The water was brisk but soon felt great as I floated out and looked back at the beach. There was nothing to do except bask, bask in the lovely little sliver of beach, bordered by rocks, and gaze at our fellow beachgoers while letting the afternoon drift away.
A Rented Vespa and Elba’s Thermal Beach
The highlight of our visit to Elba, however, came when we decided to travel like the locals do. We rented a 125 cc Vespa scooter and set out to the other side of the island. The prize was a beach called the Thermal Baths of San Giovanni, which is as it sounds…Mediterranean water heated by underground thermal to the temperature of a bath!
Of course, this was Italy, so there was a bar and restaurant perched on the cliffs, go to along with the amazing hot water beach experience. This combined with the freedom and fun of being two tourists on a motorbike made Elba a highlight of our Tuscany visit.
Roberta Adami: One of Elba’s Finest Citizens Helping Kids a World Away in Kenya
Some of the best moments on our trips are the times we arrange to meet ‘interesting local people’ and learn about fascinating work that is being done in the very place we are visiting.
We had an eye-opening visit in Roberta Adami’s home this afternoon in the tiny village of Poggio.
She is 45, a medical researcher who spends a great deal of her time and energy helping the poorest of the poor–orphans and adults who live near Lake Victoria in Kenya. She told us about the Mama Magdelena Ndeda Foundation and how she’s rallied people from the Island of Elba and the world to adopt Kenyan kids and help improve their lives.
“One time I opened my door and there were 3000 people waiting there, all wanting medical care,” she told us. “There wasn’t anything we could do, you can’t pick and choose.” She goes to Kenya regularly during the year, helping a pastor there minister to a flock of thousands. “Once we asked all of the kids who are orphans to raise their hands…and nearly every hand went up.”
She laments that the country seems to be comprised solely of orphans and widows…so many widows. “45% of the people in the region are HIV positive,” she said, making health care even more difficult.
Despite the grave situation, she remains hardworking, steadfast, and hopeful that her hard work will someday ring the ears of some of the rich Kenyan widows she knows. “If we could only start a family home, a place where kids could live… I know someday we will be able to do it.”
We ate ice cream and as she talked, her passion and devotion to this place and these hard tales was palpable and noble.

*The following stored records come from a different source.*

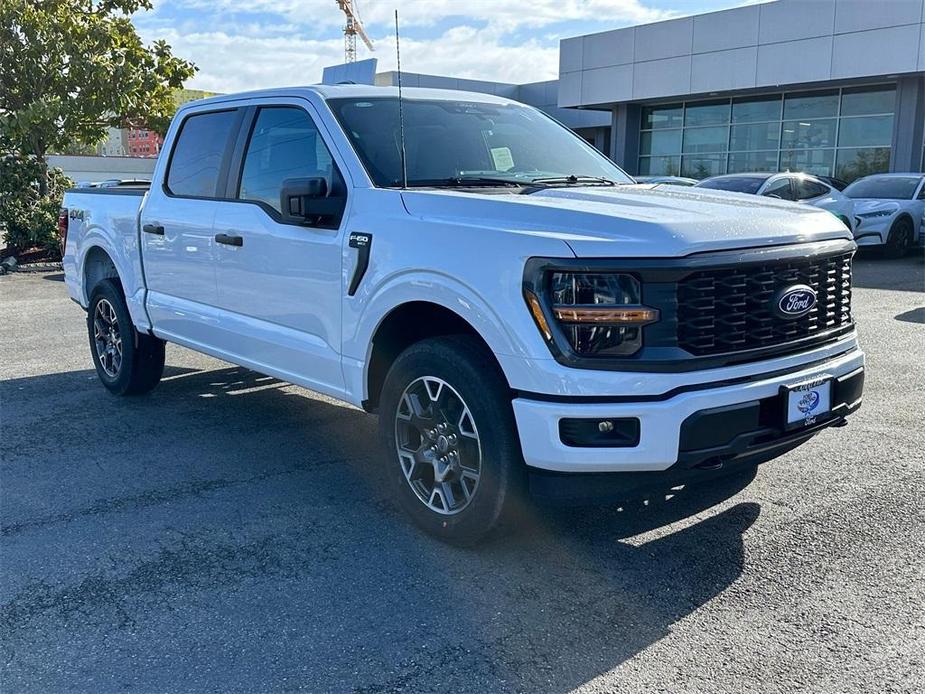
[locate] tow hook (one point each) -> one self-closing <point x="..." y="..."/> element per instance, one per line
<point x="711" y="464"/>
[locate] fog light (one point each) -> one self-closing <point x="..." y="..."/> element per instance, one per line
<point x="622" y="432"/>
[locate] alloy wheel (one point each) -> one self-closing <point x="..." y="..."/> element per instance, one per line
<point x="107" y="338"/>
<point x="438" y="445"/>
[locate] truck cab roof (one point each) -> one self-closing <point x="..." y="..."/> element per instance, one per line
<point x="334" y="91"/>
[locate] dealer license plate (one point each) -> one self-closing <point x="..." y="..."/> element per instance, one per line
<point x="806" y="402"/>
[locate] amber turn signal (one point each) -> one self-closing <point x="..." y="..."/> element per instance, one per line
<point x="537" y="312"/>
<point x="635" y="315"/>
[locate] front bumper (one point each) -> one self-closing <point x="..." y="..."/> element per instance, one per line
<point x="669" y="433"/>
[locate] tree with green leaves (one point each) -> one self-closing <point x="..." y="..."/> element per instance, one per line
<point x="71" y="68"/>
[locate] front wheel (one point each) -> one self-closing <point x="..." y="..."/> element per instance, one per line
<point x="127" y="362"/>
<point x="446" y="421"/>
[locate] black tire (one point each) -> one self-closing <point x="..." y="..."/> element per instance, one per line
<point x="900" y="239"/>
<point x="141" y="363"/>
<point x="463" y="363"/>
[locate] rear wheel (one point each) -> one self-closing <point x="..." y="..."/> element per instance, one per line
<point x="900" y="239"/>
<point x="452" y="449"/>
<point x="127" y="362"/>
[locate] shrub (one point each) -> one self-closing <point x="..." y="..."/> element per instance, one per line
<point x="30" y="218"/>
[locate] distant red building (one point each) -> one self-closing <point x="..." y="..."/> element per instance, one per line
<point x="144" y="143"/>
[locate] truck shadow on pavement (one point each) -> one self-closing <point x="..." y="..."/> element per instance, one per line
<point x="231" y="532"/>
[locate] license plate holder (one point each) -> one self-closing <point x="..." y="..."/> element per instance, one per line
<point x="807" y="402"/>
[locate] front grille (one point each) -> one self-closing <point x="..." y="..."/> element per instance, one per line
<point x="729" y="310"/>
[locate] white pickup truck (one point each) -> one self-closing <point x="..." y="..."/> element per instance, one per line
<point x="521" y="314"/>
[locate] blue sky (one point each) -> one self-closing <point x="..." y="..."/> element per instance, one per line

She is a lovely woman who deserves a rich widow or a richer foundation’s generous funding.
Maurizio, Our Guide on Elba
Maurizio Testa was our host on Elba. He knows the place like the back of his hand since his dad owned the Hotel Ilio and he spent many years living here.
We only disregarded his advice once, when we went into Marciana and chose a locals-only restaurant. A platter of just-caught fish was thrust in front of us, with instructions in Italian that this was the menu and we should make a choice.
I pointed to a foot-and-a-half long red specimen, with an ugly face. About 30 minutes later, they brought it back on a giant platter with small potatoes and a savory sauce. It was enough fish for four, and my partner politely informed me that all of a sudden, ‘she didn’t eat fish.’ Ugh.